É claro que você é livre para gastar o seu dinheiro da forma que achar melhor e essa liberdade é maravilhosa. Nem eu e nem ninguém tem nada com isso. O objetivo deste artigo e desse tipo de estudo tem relação com uma vida mais consciente. A ideia é você ter consciência plena sobre as consequências de cada decisão de consumo e investimento na sua vida.

O julgamento se a decisão é boa ou ruim com relação ao seu dinheiro é particular, somente você deve julgar. Dessa forma, você não vai sair por ai dizendo que o mundo é injusto, que só você não teve sorte com o dinheiro, e outro tipo de desculpa que as pessoas costumam usar quando passam a vida inteira tomando decisões sem avaliar as consequências.

O patrimônio que temos costuma ser exatamente o patrimônio que merecemos ter. Ele é o resultado das nossas decisões sobre a maneira como gastamos ou investimos os frutos do nosso trabalho diário.

Milionário potencial

É por este motivo que dizem que todos são milionários potenciais. O que vai determinar se esse potencial vai se concretizar no futuro depende de como você anda investindo o seu dinheiro. Se você investe cometendo exageros nas despesas habitacionais, de transporte e de alimentação a única coisa que você vai fazer durante a vida é levar pedras para o topo da montanha. Elas irão rolar até sua base exigindo que você repita o processo. Isso acontecerá até o dia que não terá mais forças e alguém terá que assumir a tarefa de rolar você montanha acima junto com suas pedras.

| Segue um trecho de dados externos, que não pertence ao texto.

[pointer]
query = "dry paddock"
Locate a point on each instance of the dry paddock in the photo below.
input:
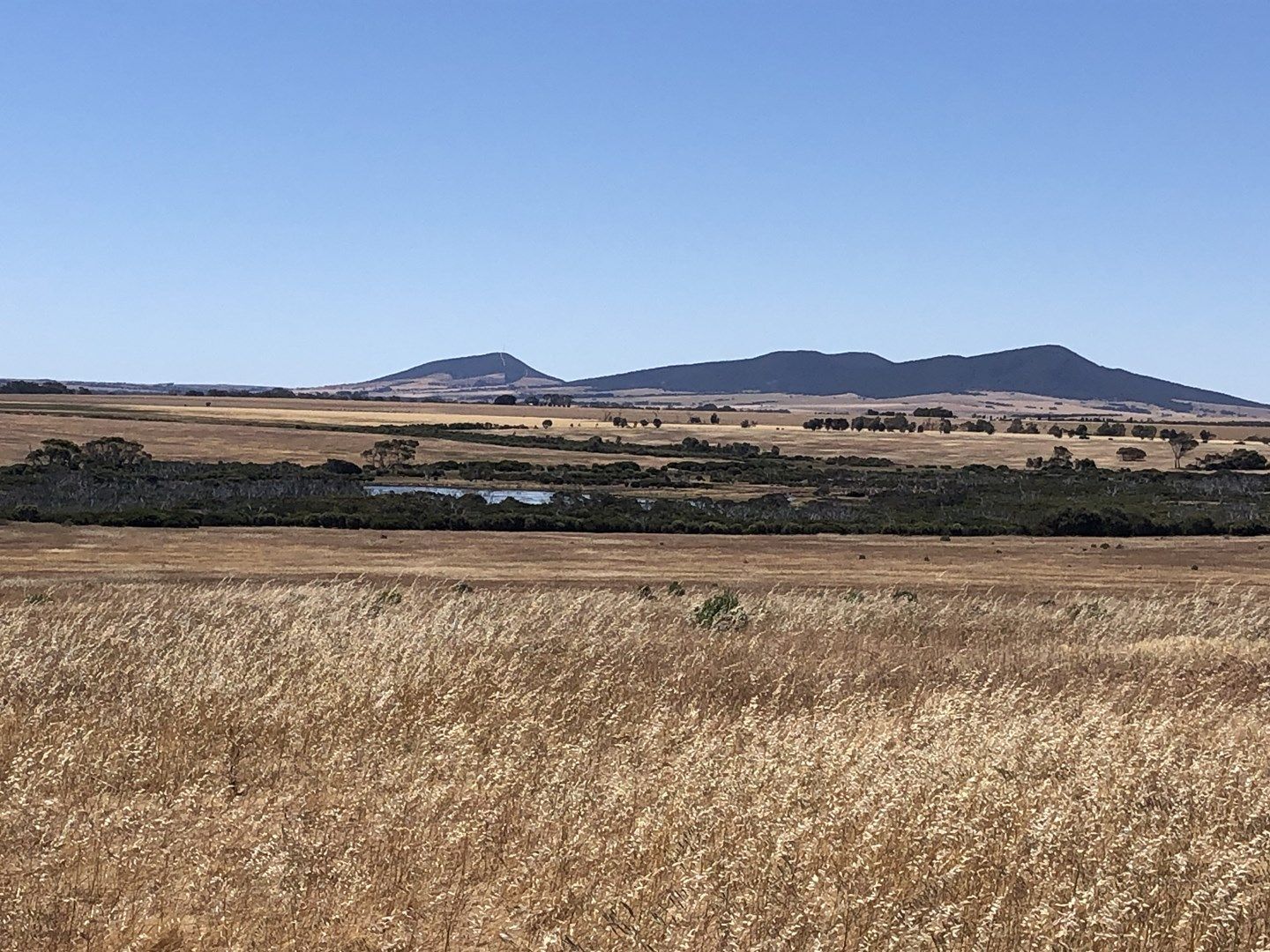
(46, 553)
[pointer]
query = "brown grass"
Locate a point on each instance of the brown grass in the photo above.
(303, 766)
(184, 428)
(1039, 566)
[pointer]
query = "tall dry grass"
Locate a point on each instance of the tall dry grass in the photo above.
(342, 767)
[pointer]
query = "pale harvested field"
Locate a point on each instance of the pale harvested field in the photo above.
(385, 767)
(178, 430)
(1042, 566)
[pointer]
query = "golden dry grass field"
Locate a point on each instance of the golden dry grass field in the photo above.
(1019, 565)
(190, 428)
(375, 766)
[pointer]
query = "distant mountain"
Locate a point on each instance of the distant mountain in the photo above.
(1045, 371)
(493, 369)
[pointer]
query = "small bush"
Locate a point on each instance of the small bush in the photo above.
(721, 611)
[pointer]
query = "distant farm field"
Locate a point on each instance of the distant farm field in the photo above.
(1038, 566)
(386, 766)
(258, 430)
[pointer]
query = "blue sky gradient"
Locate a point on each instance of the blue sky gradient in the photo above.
(314, 192)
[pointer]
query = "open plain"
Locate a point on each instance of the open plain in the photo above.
(389, 766)
(1018, 565)
(265, 430)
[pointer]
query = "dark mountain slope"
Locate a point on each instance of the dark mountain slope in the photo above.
(1050, 371)
(498, 366)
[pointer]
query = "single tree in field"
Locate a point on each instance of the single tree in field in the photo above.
(387, 453)
(115, 450)
(1181, 443)
(56, 452)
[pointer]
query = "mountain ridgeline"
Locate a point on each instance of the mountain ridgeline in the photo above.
(481, 369)
(1045, 371)
(1048, 371)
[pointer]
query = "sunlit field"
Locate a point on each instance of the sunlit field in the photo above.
(260, 429)
(390, 767)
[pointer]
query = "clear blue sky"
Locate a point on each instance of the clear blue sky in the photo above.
(315, 192)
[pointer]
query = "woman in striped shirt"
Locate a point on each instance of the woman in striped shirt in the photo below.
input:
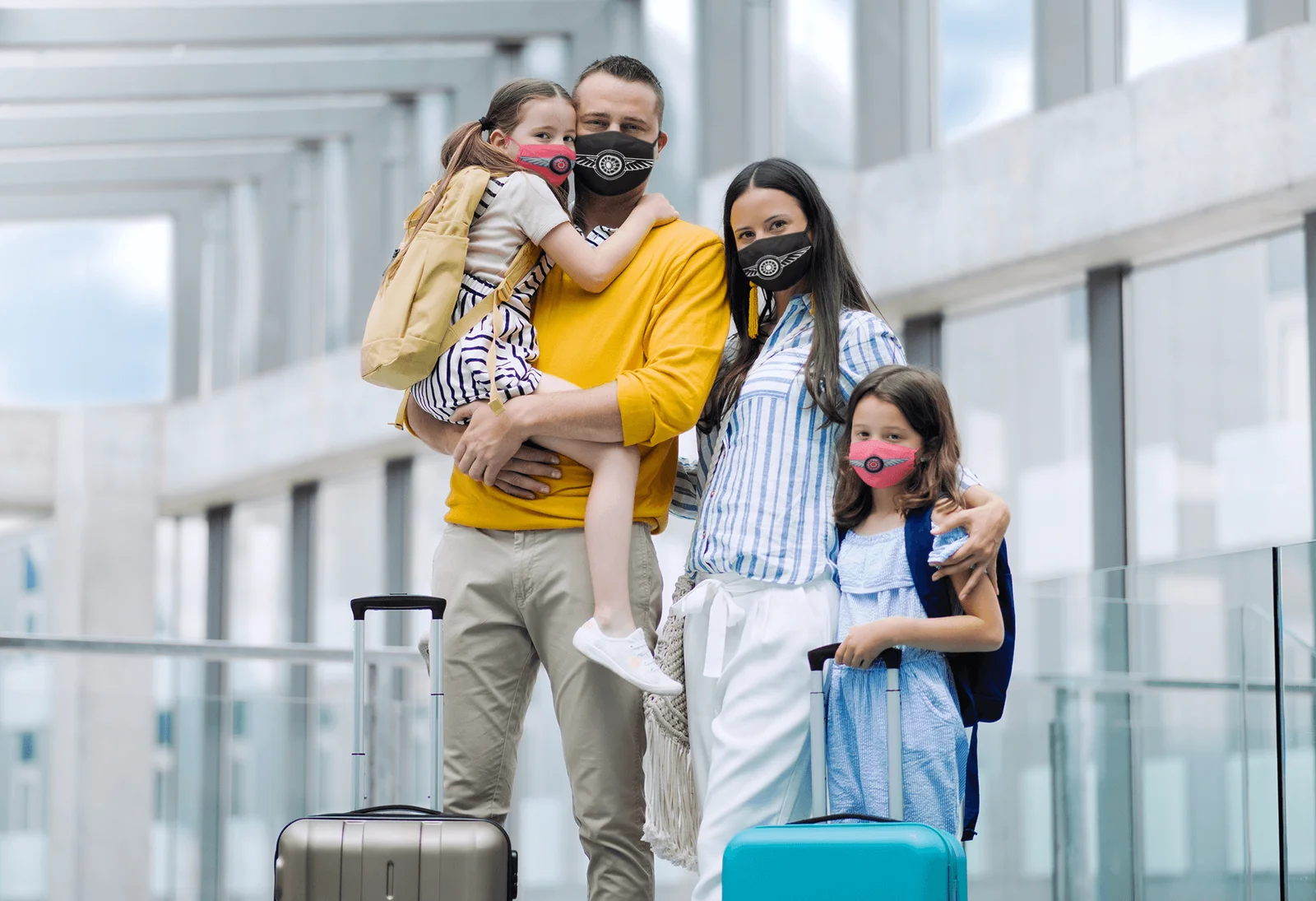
(765, 541)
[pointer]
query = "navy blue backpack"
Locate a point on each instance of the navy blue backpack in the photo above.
(980, 679)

Se você gosta de temas relacionados com a sua independência financeira recomendo que você também acompanhe a série de artigos que estou escrevendo no site de conteúdo Premium do Clube dos Poupadores. Estamos iniciando um minicurso sobre Independência Financeira que é composto por uma série de artigos e de ferramentas com o objetivo de ajudar aqueles já estão com suas finanças equilibradas e que agora querem iniciar a escalada até a própria independência financeira, livre do trabalho de Sísifo. Para saber como ter acesso ao conteúdo Premium visite aqui e leia até o final da página. Na primeira fase do projeto, basta adquirir nossa série de livros para ganhar uma conta gratuita de acesso.

A independência financeira poupa você do trabalho por necessidade, mas não livra do trabalho para evitar os dois outros males citados por Voltaire na frase acima. O bom é que financeiramente independente você tem mais liberdade para escolher o que fazer. Para finalizar, assista o vídeo abaixo.


Na mitologia, a pedra sempre rola morro abaixo e Sísifo precisa refazer o trabalho. Na animação acima, Sísifo não deixa a pedra rolar e no final ele acaba construindo a sua própria montanha, fruto de todo o seu trabalho.